Worse, plenty of major companies do buy and use other TLDs -- I came to this issue because Asus sent me an email with a link to asus.me. The only way to know if the site is legit is to look at the full certificate details. That's why it's absolutely critical to user security that they be able to see this:

and it's just not safe to use a browser that does not have this feature.

@PeopleInside the fix would break other sites. There was a huge discussion in the Mozilla community about this. They said they will flip the config and break some sites once they see such issue being exploited in the wild. They are not exploited in the wild now.
It's not that Mozilla is not security focused, this is an over generalization.

Also this is super off topic for this discussion.

The fact that Mozilla thinks that IDN homograph attacks are "super off topic" when discussing the information a browser surfaces about certificates is a huge red flag.

The story here is, "I want to click a link, then have a good idea of who owns the site I'm looking at". This is basically the fundamental principle on which web safety is built. Phishing attacks are almost exclusively possible when browsers do a bad job surfacing ownership information. My example was "popular company name" dot "other TLD", but the example of a homograph attack is also very relevant.

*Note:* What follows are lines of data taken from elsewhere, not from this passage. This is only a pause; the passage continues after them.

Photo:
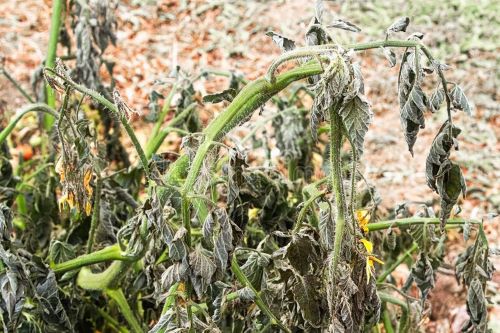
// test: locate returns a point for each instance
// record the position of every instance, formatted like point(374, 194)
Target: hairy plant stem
point(109, 253)
point(338, 188)
point(120, 300)
point(386, 319)
point(55, 25)
point(258, 299)
point(95, 214)
point(41, 107)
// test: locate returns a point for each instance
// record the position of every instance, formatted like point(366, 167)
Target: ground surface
point(231, 35)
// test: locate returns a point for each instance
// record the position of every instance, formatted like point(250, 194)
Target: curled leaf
point(459, 100)
point(389, 55)
point(226, 95)
point(399, 25)
point(285, 44)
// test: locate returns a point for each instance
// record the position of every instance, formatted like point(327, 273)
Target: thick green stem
point(258, 299)
point(338, 188)
point(41, 107)
point(386, 319)
point(55, 26)
point(108, 279)
point(95, 215)
point(118, 296)
point(107, 254)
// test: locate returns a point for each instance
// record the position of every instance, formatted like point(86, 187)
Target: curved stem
point(258, 300)
point(336, 178)
point(118, 296)
point(55, 25)
point(42, 107)
point(95, 214)
point(305, 208)
point(107, 254)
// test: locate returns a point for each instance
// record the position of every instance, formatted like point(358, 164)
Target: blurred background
point(155, 36)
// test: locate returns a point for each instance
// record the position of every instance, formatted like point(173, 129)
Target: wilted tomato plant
point(200, 239)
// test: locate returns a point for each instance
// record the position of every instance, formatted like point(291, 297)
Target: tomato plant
point(201, 239)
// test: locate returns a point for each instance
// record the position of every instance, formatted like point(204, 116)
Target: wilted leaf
point(303, 252)
point(399, 25)
point(437, 99)
point(389, 55)
point(326, 228)
point(284, 43)
point(459, 100)
point(61, 251)
point(344, 25)
point(306, 293)
point(174, 273)
point(356, 116)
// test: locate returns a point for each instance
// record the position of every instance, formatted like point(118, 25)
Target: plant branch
point(55, 25)
point(110, 106)
point(109, 253)
point(258, 300)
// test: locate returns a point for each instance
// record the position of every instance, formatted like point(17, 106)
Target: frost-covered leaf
point(437, 99)
point(61, 251)
point(303, 252)
point(202, 263)
point(459, 100)
point(423, 274)
point(306, 293)
point(202, 269)
point(476, 306)
point(412, 100)
point(356, 116)
point(389, 55)
point(53, 312)
point(226, 95)
point(284, 43)
point(174, 273)
point(399, 25)
point(344, 25)
point(246, 294)
point(326, 228)
point(253, 268)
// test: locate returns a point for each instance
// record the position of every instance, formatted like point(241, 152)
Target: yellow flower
point(60, 169)
point(87, 177)
point(369, 259)
point(88, 208)
point(363, 217)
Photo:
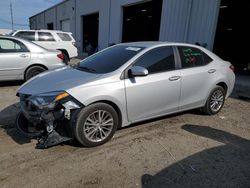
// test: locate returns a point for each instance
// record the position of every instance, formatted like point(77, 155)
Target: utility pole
point(11, 13)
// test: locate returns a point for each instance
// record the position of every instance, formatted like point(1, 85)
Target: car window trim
point(53, 37)
point(180, 62)
point(124, 74)
point(14, 40)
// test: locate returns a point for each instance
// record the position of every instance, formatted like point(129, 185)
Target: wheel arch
point(223, 85)
point(116, 108)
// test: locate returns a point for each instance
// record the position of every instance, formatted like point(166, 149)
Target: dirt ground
point(183, 150)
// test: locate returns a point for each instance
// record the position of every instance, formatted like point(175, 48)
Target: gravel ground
point(183, 150)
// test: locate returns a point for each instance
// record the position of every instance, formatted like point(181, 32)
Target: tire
point(22, 125)
point(33, 71)
point(92, 131)
point(215, 101)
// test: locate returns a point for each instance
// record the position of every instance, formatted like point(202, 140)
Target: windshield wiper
point(87, 69)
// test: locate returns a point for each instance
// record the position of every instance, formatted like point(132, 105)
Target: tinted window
point(45, 36)
point(192, 57)
point(64, 36)
point(11, 46)
point(157, 60)
point(28, 35)
point(206, 58)
point(108, 60)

You know what happened when I clicked that link? My browser showed an interstitial page, asking if I intended to go to (actual) "apple.com" and not the (example) attack site. The default button was for the well-known site, and there was a less-weighted button for "Ignore" (to go to the attacks site). Know why? Because I wasn't using Firefox. Chrome took action to protect its users, Mozilla did not. On Firefox for Android, the site loads immediately, and it just says Secure Connection / Verified by Let's Encrypt, with (quite on topic for this issue!) absolutely no way to get more details.

Now, this actually isn't relevant, but just for kicks, I pasted the same link into (desktop) Firefox:

I guess it's Apple, right? Click the padlock, says "Connection Secure"; click the arrow, says "Connected to www.apple.com" and "Verified by Let's Encrypt"; click "More Information", says "www.apple.com" ("this website does not supply ownership information" is strange but no active red flags yet); click "View Certificate" and finally we actually see the punycode for the URL.

I reported a separate bug since I think this is a different issue than the one discussed here https://github.com/mozilla-mobile/fenix/issues/16127

This issue is not about Punnycode. While related it is a separate issue. The Fenix team is unlikely to choose a different path than Gecko/Desktop. Gecko enables internationalized domain names (IDN) for top level domains (TLDs) that have a policy to avoid mixed character attacks along with confusables. See https://wiki.mozilla.org/IDN_Display_Algorithm

@kbrosnan The algorithm is a good protection against homograph attacks but so is being able to take an additional action to see the "real" (punycode) name. As a user, the action I expect to use is viewing the certificate details. It's another reason why this issue should have a (high) priority assigned.